Quem pode questionar o 'Gilmarpalooza'?
Especialistas explicam que, embora o evento seja organizado pelo decano da corte máxima brasileira, há meios para que se realize uma prestação de contas moral
A décima segunda edição do Fórum Jurídico de Lisboa terminou nesta sexta-feira (28/6) com um saldo de mais de 300 palestrantes e 50 mesas de discussões, de acordo com a programação oficial. Mas com poucas respostas sobre o custo do evento, seu financiamento e os limites éticos de um encontro que reuniu, ao longo de três dias, a cúpula do Judiciário, da política e do empresariado brasileiro.
Realizado pela Fundação Getulio Vargas (FGV) e pelo Instituto Brasileiro de Ensino, Desenvolvimento e Pesquisa (IDP), de propriedade do ministro do Supremo Tribunal Federal (STF) Gilmar Mendes, o evento causou até mesmo a mudança da agenda da corte nesta semana.
As sessões presenciais do Supremo, que normalmente ocorrem às quartas e quintas-feiras, nesta semana ocorreram na terça (25) e quarta-feira (26/6).
Em nota, o STF afirmou à BBC News Brasil que a mudança ocorreu "em razão de quórum". De fato, seis, dos onze ministros do STF, estavam em Lisboa nesta semana para participar do evento.
Ainda segundo a assessoria de imprensa do da corte, pelas regras, somente o presidente, Luís Roberto Barroso, pode ter passagens e diárias internacionais custeadas pelo tribunal. Mas, no caso de Lisboa, a assessoria afirmou que o presidente terá os custos pagos pela organização do evento e não receberá diárias.
"Em relação aos demais ministros, o STF não tem informações, mas o tribunal não terá nenhum custo com os ministros". Exceto, com os seguranças dos ministros, que, neste caso, serão divulgados "posteriormente no Portal da Transaparência".
Mas além dos ministros do Supremo, ministros do Governo, do TCU, deputados e senadores também estiveram presentes, assim como governadores. Questionado pelo jornal português Expresso sobre os custos do evento, Gilmar Mendes afirmou não saber "ainda". A BBC News Brasil tentou contato com o ministro por meio de sua assessoria e da assessoria do IDP, mas não conseguiu uma entrevista.
Devido a sua grandiosidade, tanto na programação, quanto no volume de convidados e público — estimado em duas mil pessoas —, o evento ganhou o apelido de "Gilmarpalooza". Uma mistura do nome do decano e dono do evento, com o do festival de bandas Lollapalooza.

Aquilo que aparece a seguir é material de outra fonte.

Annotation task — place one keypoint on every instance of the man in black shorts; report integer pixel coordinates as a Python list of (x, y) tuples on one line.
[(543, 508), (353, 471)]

A falta de transparência em relação aos custos, aliada ao fato de o evento abarcar empresários ou representantes de empresas que, em alguns casos, estão com processos tramitando no STF, suscitaram um debate sobre a criação de um código de conduta para a corte, além de questionamentos sobre quem poderia questionar a instância máxima brasileira.

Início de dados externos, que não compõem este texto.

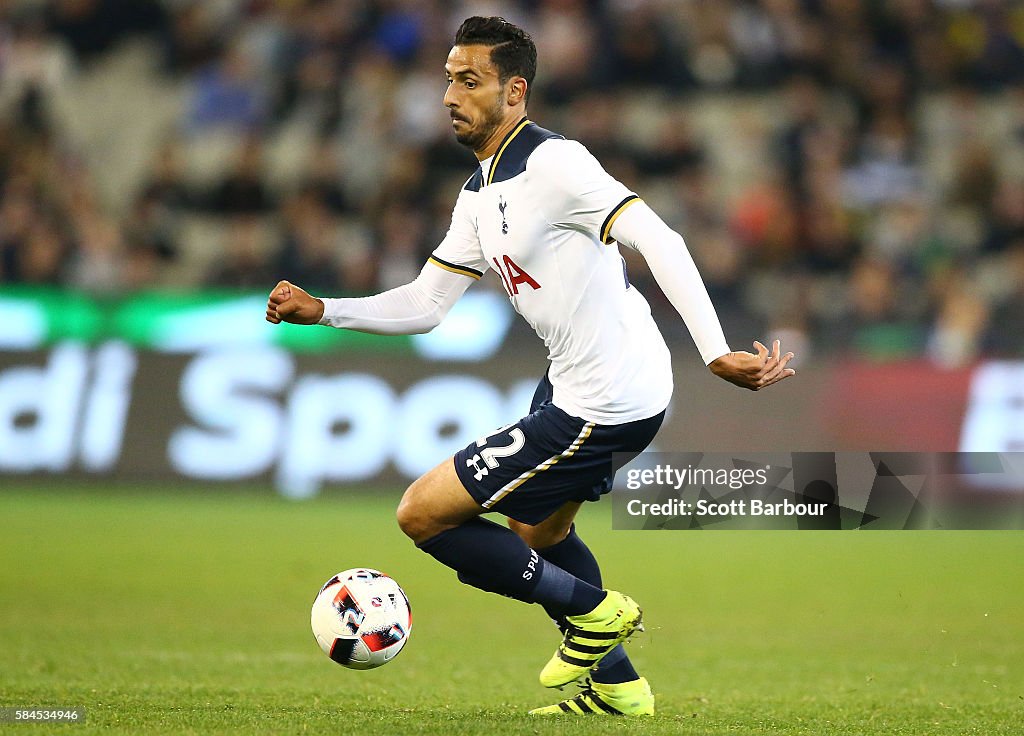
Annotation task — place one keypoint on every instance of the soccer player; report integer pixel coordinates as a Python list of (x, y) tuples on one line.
[(542, 213)]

Conrado Hübner, professor de Direito Constitucional da Universidade de São Paulo (USP), afirma que não existe um instrumento capaz de controlar o STF hoje. Nem mesmo o Conselho Nacional de Justiça (CNJ) poderia fazê-lo, dado que uma decisão de 2006 do próprio Supremo determinou que o CNJ "não tem nenhuma competência sobre o STF e seus ministros, sendo este o órgão máximo do Poder Judiciário nacional, a que aquele está sujeito".

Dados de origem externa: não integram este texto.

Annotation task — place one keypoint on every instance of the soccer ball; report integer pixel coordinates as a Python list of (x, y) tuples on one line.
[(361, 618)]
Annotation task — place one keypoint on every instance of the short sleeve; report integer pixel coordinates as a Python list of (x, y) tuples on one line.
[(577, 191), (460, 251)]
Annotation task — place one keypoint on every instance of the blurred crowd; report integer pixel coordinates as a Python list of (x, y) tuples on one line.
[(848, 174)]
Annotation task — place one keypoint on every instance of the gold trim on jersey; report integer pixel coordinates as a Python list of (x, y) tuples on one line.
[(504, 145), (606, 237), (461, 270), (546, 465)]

Por isso, para Hübner, "o único instrumento é o impeachment dos ministros", algo que, para ele, só seria provocado por manifestações sociais.
O professor de Criminologia da USP, Maurício Dieter, explica que, em princípio, o Senado seria a instituição com maior legitimiade para questionar possíveis condutas dos Ministros.
"Não há uma transgressão direta da legalidade neste caso", afirma. "Por isso, não se trataria de um controle legal, mas sim de um questionamento político e moral, que, tendo início na sociedade civil encontraria, no Senado, um melhor lugar para expressar."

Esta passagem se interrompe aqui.